Cocoricooo ! Voilà Pankapu, un jeu de plates-formes et d'action Nindies 100 % made in France développé par Too Kind Studio basé dans le Nord de la France et composé de 3 anciens de Péo Léo (une agence digitale) et Ankama (créateur de Dofus) qui avait été financé à l’époque via Kickstarter. Le jeu, sorti en 2 morceaux sur Steam, est disponible en version complète sur Switch depuis près d'un an, l'occasion de revenir sur ce jeu et d'y poser un verdict.

Un test rédigé par Goonpay.


À la croisée des chemins

Le jeune Djaha’rell peine à s’endormir et cauchemarde presque chaque nuit, alors son père décide de lui conter l’histoire de Pankapu, le gardien des rêves. Nous voilà donc transportés vers Omnia, un monde imaginaire régi par Iketomi, le dieu des rêves. Allégorie des problèmes de sommeil du petit garçon, on se rend très vite compte que tout est détraqué sur cette planète : Gangreyn, le dieu d’Hya’ma, un monde plus obscur, essaie de s’inviter dans ces jolies contrées, ce pourquoi, Pankapu et son fidèle compagnon Chii, une araignée robotique très loquace, doivent intervenir.
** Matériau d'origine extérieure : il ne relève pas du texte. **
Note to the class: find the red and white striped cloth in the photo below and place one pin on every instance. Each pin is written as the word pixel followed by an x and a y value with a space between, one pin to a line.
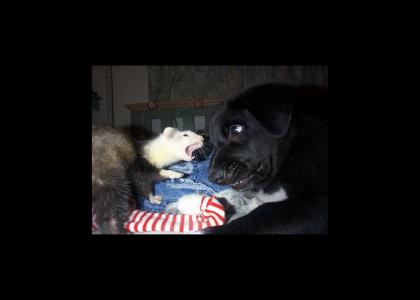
pixel 212 214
En chemin, ils feront la rencontre de 3 Egides, sorte de fées similaires aux marraines de la Belle au bois dormant qui représentent les qualités d’un héros (Bravoure, Courage et Foi) et accordent surtout à notre héros casqué de nouveaux pouvoirs. Et pour couronner le tout, il faudra jouer les bons samaritains en retrouvant tous les Mudjin, des petits fantômes bleus très mignons, qui aideront à rebâtir un monde meilleur. 
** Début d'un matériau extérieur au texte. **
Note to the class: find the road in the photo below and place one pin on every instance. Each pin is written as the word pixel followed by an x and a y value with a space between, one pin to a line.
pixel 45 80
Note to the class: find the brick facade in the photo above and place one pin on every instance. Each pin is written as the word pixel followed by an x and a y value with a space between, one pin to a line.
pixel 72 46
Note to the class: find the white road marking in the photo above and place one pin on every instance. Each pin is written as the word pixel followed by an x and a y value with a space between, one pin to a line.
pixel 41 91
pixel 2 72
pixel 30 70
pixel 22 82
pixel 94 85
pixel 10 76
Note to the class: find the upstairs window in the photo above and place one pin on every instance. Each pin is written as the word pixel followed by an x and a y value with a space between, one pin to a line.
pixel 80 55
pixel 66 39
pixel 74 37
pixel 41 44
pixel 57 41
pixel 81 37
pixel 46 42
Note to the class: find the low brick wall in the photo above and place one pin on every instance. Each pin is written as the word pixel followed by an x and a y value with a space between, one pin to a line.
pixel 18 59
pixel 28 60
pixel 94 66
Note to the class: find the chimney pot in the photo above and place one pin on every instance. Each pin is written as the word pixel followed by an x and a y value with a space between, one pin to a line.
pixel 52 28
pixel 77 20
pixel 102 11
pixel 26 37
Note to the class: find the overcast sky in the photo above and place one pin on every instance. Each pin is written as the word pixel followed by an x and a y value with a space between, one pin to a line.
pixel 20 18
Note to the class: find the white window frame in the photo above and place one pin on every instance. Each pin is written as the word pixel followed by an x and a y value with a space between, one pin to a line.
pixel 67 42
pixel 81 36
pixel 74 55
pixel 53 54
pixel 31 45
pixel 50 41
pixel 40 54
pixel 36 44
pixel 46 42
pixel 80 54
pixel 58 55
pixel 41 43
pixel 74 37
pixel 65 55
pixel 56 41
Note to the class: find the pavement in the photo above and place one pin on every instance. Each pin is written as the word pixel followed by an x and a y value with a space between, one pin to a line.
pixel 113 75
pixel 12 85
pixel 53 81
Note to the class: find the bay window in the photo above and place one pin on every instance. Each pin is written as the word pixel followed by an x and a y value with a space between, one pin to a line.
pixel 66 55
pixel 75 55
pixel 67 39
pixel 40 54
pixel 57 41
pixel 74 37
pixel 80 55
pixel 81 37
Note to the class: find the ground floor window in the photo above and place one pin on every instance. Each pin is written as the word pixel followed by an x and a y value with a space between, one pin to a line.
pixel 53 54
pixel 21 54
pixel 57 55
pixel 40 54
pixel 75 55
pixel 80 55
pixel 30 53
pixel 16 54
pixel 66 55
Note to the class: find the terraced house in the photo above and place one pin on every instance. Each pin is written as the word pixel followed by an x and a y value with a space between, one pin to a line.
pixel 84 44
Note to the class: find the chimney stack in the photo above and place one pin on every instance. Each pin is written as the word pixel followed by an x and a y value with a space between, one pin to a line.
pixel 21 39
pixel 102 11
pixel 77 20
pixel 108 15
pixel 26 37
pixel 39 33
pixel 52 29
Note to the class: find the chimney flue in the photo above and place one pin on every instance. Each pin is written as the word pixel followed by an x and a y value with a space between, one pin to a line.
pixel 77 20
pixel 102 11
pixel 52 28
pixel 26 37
Sans spoiler, l’intrigue et les différents rebondissements, la découverte des Memolithes (des séquences mémorielles du monde réel enfermées dans des fragments) permettra de comprendre l’ampleur du récit et les sous-entendus de ce conte de fées. En tout cas, on peut dire que l’équipe de Too Kind Studio a mis les petits plats dans les grands pour donner corps à son histoire et créer un univers viable.


Un univers envoûtant 

Si la campagne Kickstarter s’était conclue avec succès, c’est sans doute grâce aux jolis screenshots et artworks présentés à l’époque qui laissaient entrevoir un jeu haut en couleur et vraiment travaillé. Inutile de tourner autour du pot, sur ce point, Pankapu est absolument charmant : un pur régal pour les yeux ! Le rapprochement avec Dofus est forcément dans notre esprit puisque 2 des compères du studio viennent de chez Ankama, mais on peut aussi évoquer Rayman Legends, Wonderboy, Rise & Shine, Teslagrad... bref, le genre de jeux en 2D qui vous file une belle claque dans la tronche. 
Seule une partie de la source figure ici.